Le 5 juin, Le Parisien révélait la préparation par le gouvernement de neuf ordonnances, réformant le Droit du travail afin de favoriser l’emploi. Le gouvernement a immédiatement réfuté ce texte qui n’est présenté que comme un simple document de travail.

A ce stade de son écriture, au 12 mai 2017, écrit le Parisien,  l’«avant-projet de loi habilitant le gouvernement à prendre, par ordonnances, des mesures pour l’emploi» que nous nous sommes procuré, prévoit dans son article 1er neuf ordonnances. Les huit premières, que nous détaillons ci-dessous, concernent les réformes voulues par Emmanuel Macron. La neuvième ordonnance est purement technique, afin de transposer ces mesures dans certaines collectivités d’outre-mer ».

Quelles sont les principaux domaines  couvert par le document ?

1er projet d’ ordonnance : priorité donnée aux accords d’entreprise : Contrat de travail, durée de travail, santé et sécurité, salaires et emploi… seront désormais au menu des négociations en entreprises selon l’avant-projet de loi. La liste des sujets est très longue, et couvre des thèmes pour lesquels la loi prévoyait jusqu’ici qu’il était impossible de déroger par accord d’entreprise.

2ème projet : un barème d’indemnité pour les licenciements imposé aux Prud’hommes : «Instaurer un référentiel pour le montant de l’indemnité octroyée par le conseil des prud’hommes en cas
de licenciement dépourvu de cause réelle et sérieuse.»

3ème projet : le référendum dans l’entreprise à l’initiative de l’employeur : Pour généraliser les accords dérogatoires d’entreprise portant sur les nouveaux champs désormais ouverts, il faut faciliter leur adoption.La loi El-Khomri avait déjà mis en place le principe du référendum, permettant, quand un accord est refusé par les syndicats majoritaires (représentant au moins 50 % des salariés), de le faire adopter par référendum auprès des salariés. Aujourd’hui, ce recours possible au référendum est réservé uniquement aux syndicats (à condition qu’ils représentent au moins 30 % des salariés). Le gouvernement veut ouvrir cette possibilité également aux employeurs, dans des conditions qui restent à préciser.

4ème projet :  rédéfinir la portée des accords de branche : primauté sera donnée aux accords d’entreprises sur les accords de branche . Sur l’avant-projet de loi, les accords de branches resteront dominants sur seuls deux thèmes, les salaires minimums et l’égalité professionnelle.

5ème projet : fusion des différentes IRP . L’objectif serait de fusionner le comité d’entreprise, le comité d’hygiène, de sécurité et des conditions de travail (CHSCT) et le délégué du personnel (DP) dans une instance unique.

6ème projet : le chèque syndical. En contrepartie des réformes souhaitées, les syndicats pourraient bénéficier des avantages d’un « chèque syndical » : Selon l’avant-projet de loi, il s’agit de «permettre à chaque salarié d’apporter des ressources financées par l’employeur au syndicat de son choix».
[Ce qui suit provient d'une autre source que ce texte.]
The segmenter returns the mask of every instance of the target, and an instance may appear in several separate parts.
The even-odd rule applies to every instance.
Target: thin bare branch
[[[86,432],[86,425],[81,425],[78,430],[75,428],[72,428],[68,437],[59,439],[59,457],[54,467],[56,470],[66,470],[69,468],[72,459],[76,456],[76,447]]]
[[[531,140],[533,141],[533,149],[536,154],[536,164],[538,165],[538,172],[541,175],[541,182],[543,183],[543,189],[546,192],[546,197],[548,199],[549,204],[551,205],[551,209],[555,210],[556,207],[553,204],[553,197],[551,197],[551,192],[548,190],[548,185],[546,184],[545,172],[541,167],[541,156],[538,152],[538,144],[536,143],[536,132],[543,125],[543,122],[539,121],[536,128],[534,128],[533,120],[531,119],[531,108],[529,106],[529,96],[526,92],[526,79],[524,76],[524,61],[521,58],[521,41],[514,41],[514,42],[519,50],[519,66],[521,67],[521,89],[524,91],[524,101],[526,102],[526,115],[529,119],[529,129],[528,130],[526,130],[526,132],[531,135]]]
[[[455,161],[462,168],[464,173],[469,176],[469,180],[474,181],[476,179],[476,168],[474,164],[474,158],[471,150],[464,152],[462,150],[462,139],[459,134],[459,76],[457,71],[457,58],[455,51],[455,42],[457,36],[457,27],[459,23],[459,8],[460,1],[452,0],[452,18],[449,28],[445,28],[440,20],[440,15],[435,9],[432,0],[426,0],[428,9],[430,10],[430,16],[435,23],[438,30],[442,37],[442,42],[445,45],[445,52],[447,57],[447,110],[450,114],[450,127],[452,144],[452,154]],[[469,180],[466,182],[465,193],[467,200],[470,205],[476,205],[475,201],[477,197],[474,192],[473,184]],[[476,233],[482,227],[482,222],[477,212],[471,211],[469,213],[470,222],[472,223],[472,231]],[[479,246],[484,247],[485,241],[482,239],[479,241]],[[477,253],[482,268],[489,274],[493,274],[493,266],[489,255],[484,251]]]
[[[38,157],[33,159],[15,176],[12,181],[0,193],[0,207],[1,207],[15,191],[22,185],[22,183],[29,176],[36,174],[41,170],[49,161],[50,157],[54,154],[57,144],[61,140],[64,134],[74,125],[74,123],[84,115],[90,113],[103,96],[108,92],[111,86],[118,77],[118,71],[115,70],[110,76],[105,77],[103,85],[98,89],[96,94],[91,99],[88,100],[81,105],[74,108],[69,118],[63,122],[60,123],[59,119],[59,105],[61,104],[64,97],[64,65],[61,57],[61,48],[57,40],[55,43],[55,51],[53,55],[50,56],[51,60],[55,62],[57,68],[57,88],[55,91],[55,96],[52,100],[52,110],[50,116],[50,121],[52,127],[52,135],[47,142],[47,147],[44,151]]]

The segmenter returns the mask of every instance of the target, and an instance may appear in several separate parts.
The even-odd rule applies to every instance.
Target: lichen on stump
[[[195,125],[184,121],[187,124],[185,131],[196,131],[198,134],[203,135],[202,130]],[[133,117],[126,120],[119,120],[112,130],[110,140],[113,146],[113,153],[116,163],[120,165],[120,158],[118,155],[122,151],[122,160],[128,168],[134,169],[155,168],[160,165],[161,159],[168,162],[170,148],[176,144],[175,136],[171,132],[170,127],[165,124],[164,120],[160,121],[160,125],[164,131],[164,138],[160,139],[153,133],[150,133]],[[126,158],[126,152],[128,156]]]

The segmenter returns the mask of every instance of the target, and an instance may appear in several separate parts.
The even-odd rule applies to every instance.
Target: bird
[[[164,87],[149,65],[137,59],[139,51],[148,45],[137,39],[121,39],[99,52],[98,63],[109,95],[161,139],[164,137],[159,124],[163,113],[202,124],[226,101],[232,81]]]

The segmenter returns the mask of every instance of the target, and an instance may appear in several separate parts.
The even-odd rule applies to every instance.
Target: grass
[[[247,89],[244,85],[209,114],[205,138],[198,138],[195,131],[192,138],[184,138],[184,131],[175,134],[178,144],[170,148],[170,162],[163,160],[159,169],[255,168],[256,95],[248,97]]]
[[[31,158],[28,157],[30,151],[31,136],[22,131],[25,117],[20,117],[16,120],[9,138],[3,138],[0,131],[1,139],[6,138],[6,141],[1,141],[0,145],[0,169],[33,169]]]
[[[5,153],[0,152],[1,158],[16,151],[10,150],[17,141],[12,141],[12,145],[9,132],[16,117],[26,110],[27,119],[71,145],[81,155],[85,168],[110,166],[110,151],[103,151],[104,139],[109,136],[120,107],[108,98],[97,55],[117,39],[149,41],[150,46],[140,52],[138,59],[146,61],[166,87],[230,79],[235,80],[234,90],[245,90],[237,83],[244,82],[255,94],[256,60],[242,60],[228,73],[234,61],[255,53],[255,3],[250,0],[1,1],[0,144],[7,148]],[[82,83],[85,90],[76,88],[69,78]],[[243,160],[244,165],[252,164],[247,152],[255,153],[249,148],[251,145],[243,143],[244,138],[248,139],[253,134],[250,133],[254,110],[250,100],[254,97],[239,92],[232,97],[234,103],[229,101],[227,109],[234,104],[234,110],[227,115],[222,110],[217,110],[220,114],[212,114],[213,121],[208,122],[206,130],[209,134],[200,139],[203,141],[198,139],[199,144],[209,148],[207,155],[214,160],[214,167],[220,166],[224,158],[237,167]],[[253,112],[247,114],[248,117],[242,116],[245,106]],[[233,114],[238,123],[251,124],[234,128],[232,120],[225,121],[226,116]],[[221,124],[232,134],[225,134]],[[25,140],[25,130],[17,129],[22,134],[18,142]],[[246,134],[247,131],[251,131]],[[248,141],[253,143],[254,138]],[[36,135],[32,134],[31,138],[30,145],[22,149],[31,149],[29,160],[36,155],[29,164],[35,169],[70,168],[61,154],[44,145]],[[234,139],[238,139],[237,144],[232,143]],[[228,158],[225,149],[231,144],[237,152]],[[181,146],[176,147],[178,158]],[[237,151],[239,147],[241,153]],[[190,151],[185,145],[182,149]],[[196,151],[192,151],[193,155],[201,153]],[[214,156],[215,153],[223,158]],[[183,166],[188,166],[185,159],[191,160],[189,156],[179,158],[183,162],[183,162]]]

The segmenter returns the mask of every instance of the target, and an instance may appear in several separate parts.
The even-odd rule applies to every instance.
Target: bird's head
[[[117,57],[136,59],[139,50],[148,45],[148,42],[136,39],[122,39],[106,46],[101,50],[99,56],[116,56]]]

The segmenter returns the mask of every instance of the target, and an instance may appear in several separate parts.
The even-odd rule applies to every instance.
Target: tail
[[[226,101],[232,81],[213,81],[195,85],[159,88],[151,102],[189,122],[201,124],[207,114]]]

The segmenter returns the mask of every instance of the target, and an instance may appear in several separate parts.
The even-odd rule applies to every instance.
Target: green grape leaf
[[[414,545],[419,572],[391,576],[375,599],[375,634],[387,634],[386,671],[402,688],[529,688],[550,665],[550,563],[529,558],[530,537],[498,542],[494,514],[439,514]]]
7ème projet : renforcer le rôle des salariés dans les conseils d’administration : autre contrepartie, Il s’agit de «mettre en place des incitations» pour que les entreprises augmentent le nombre d’administrateurs salariés par des accords de groupe ou d’entreprise. Parmi les options, il pourrait aussi baisser le seuil autorisant la présence d’administrateurs salariés dans les entreprises (aujourd’hui fixé à 1 000 salariés, il pourrait passer à 500) ».

8ème projet : réforme de l’assurance chômage. Aujourd’hui le système est géré paritairement par les partenaires sociaux, une ordonnance prévoirait l’étatisation du système.  « Une révolution annoncée que le gouvernement justifie par la création d’une assurance chômage universelle «ouverte à tous les actifs — salariés, artisans, commerçants indépendants, entrepreneurs, professions libérales, agriculteurs», précise le texte, et qui sera «financée par l’impôt», commente le Parisien qui poursuit « principale mise en garde, même si elle est notée en tout petit et en bas de page : le nombre des ordonnances est «à ajuster selon les options retenues». Car tous les thèmes énumérés dans le «premier brouillon de cet avant-projet […] ne doivent pas forcément donner lieu à ordonnances». Il ne serait «ni possible ni souhaitable» d’adopter toutes ces réformes par ordonnances, précise même le document. Ainsi, certaines réformes y sont indiquées comme «prioritaires» tandis que d’autres, rédigées en italique, «apparaissent comme moins prioritaires».